US housing starts rose to their highest rate in more than four years in October, suggesting the housing market recovery was gaining steam, even though permits for future construction fell.
The Commerce Department said on Tuesday housing starts increased 3.6pc to a seasonally adjusted annual rate of 894,000 units -- the highest since July 2008.
The report was the latest to show the broadening housing market recovery was now entrenched. Economists, who had expected groundbreaking to slow to an 840,000-unit rate, said the housing strength laid a foundation for faster economic growth next year.
"The broad improvement in home prices, home equity, starts, and inventory clearing are key developments that position the economy for stronger growth next year, and beyond," said Eric Green, chief economist at TD Securities in New York.
The housing market has decisively turned around after an unprecedented collapse that landed the economy in its worst recession since the Great Depression. The recovery, marked by rising home sales, prices and building activity is being driven by pent-up demand and record low mortgage rates.

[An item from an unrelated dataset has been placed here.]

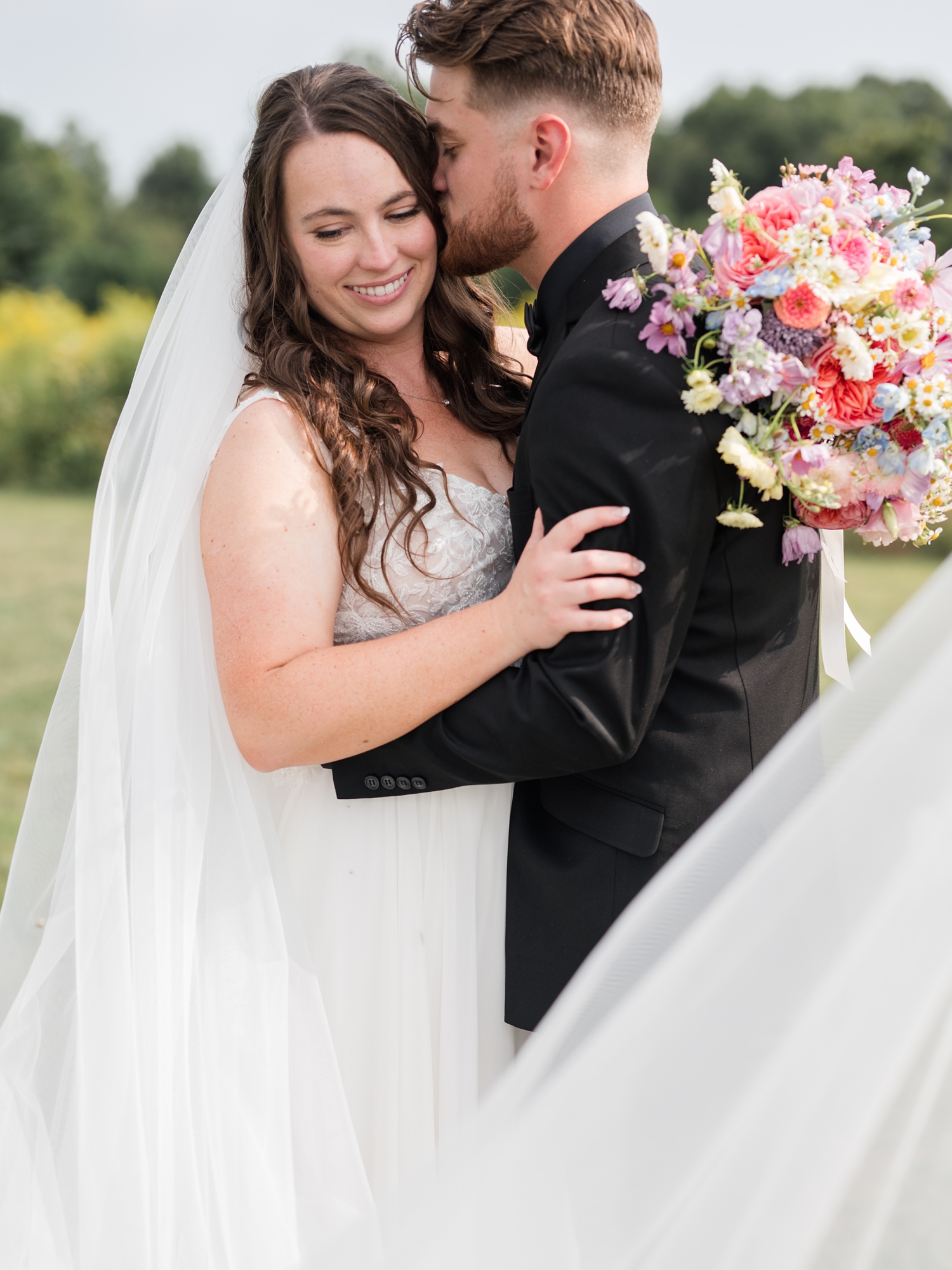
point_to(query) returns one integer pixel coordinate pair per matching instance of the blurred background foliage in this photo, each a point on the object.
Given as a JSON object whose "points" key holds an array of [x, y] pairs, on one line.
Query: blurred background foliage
{"points": [[81, 270], [887, 126]]}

Homebuilding is expected to add to gross domestic product growth this year for the first time since 2005. Though home construction accounts for only about 2.5pc of GDP, economists estimate that for every new house built, at least three new jobs are created.
Last month's data led some economists to raise their fourth-quarter growth estimates.

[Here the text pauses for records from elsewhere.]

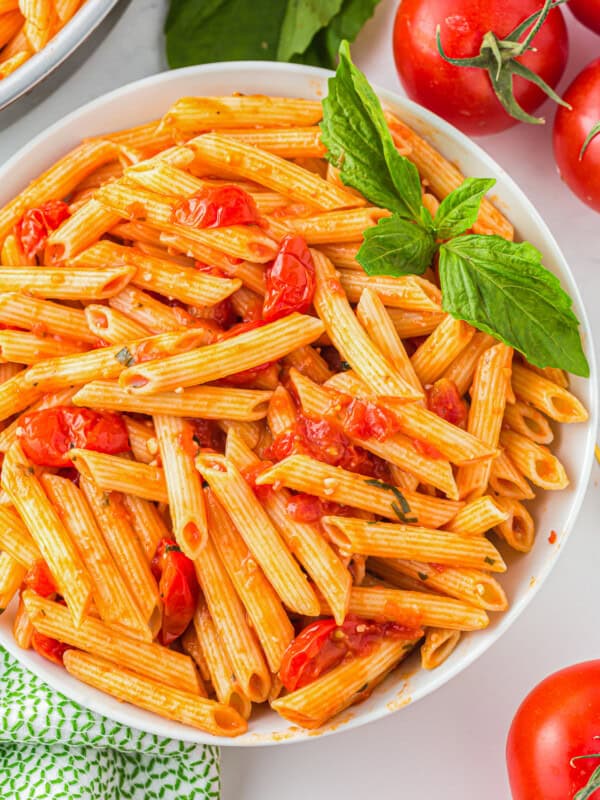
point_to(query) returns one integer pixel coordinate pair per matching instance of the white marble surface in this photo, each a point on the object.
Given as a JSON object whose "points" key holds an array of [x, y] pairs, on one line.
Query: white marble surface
{"points": [[451, 744]]}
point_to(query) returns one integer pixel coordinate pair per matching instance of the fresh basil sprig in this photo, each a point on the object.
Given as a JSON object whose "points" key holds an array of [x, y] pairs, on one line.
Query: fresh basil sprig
{"points": [[498, 286]]}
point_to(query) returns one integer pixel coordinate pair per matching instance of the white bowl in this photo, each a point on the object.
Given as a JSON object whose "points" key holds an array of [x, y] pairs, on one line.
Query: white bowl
{"points": [[147, 99], [60, 47]]}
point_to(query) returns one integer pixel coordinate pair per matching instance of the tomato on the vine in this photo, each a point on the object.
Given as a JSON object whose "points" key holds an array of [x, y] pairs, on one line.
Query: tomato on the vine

Even so, growth in the last three months of the year is expected to be soft, largely because businesses appear reluctant to invest given the prospect for deep government spending cuts and higher taxes next year.
Fourth-quarter growth forecasts currently range between an annual rate of 1pc and 2.2pc.

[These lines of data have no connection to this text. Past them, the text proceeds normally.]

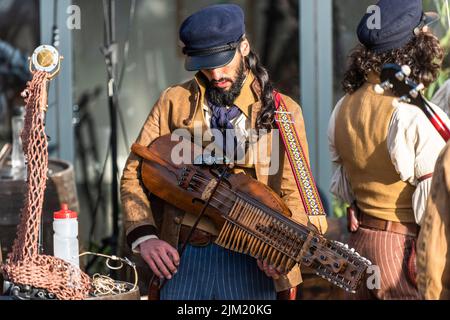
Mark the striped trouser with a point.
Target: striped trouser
(214, 273)
(390, 252)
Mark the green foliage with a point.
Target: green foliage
(442, 30)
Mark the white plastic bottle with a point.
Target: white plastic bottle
(65, 238)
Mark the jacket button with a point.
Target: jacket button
(177, 220)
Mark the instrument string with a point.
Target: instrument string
(333, 255)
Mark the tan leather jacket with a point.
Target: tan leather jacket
(433, 254)
(176, 109)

The Commerce Department said superstorm Sandy, which slammed the East Coast in late October, had a minimal impact on the data. Economists expected the storm to drag on homebuilding in November, with rebuilding in the months ahead mitigating the impact.
U.S. Treasury debt yields rose in response to the housing data, but stocks edged lower after a downgrade of France's credit rating by Moody's reminded investors of the hurdles facing the global economy.
The Federal Reserve has targeted housing as a channel to boost U.S. growth, announcing in September that it would buy $40 billion in mortgage-backed securities per month until the outlook for employment improved substantially.
It hopes the purchases will drive down borrowing costs.
"Fed officials can no longer point to housing as a headwind for the economic recovery," said Chris Rupkey, chief financial economist at Bank of Tokyo-Mitsubishi UFJ in New York.
A steady rise in the number of U.S. households, which fell during the 2007-09 recession as financially strapped Americans moved in with friends and family, is also supporting the housing sector.
Economists at Goldman Sachs estimate that household formation -- the net increase in the number of households each year -- will increase to a 1.2 million rate in 2013 from 1 million currently.
They forecast housing starts rising to a 1 million rate by the end of next year and 1.5 million by the end of 2016.
Groundbreaking for new homes has risen 41.9pc over the last year, but starts remain about 60pc below the peak of 2.27 million reached in January 2006.
Last month, groundbreaking for single-family homes, the largest segment of the market, slipped 0.2pc to a 594,000-unit pace. Starts for multi-family homes surged 11.9pc to a 300,000-unit rate, reflecting increased demand for rental apartments.
Building permits fell 2.7pc to an 866,000-unit pace in October after jumping 11.1pc the prior month, in line with expectations.
The drop last month was concentrated in the multifamily segment and is likely to be short-lived. Permits to build single-family homes rose 2.2pc last month to a 562,000-unit pace, while permits for multi-family homes fell 10.6pc to a 304,000-unit rate.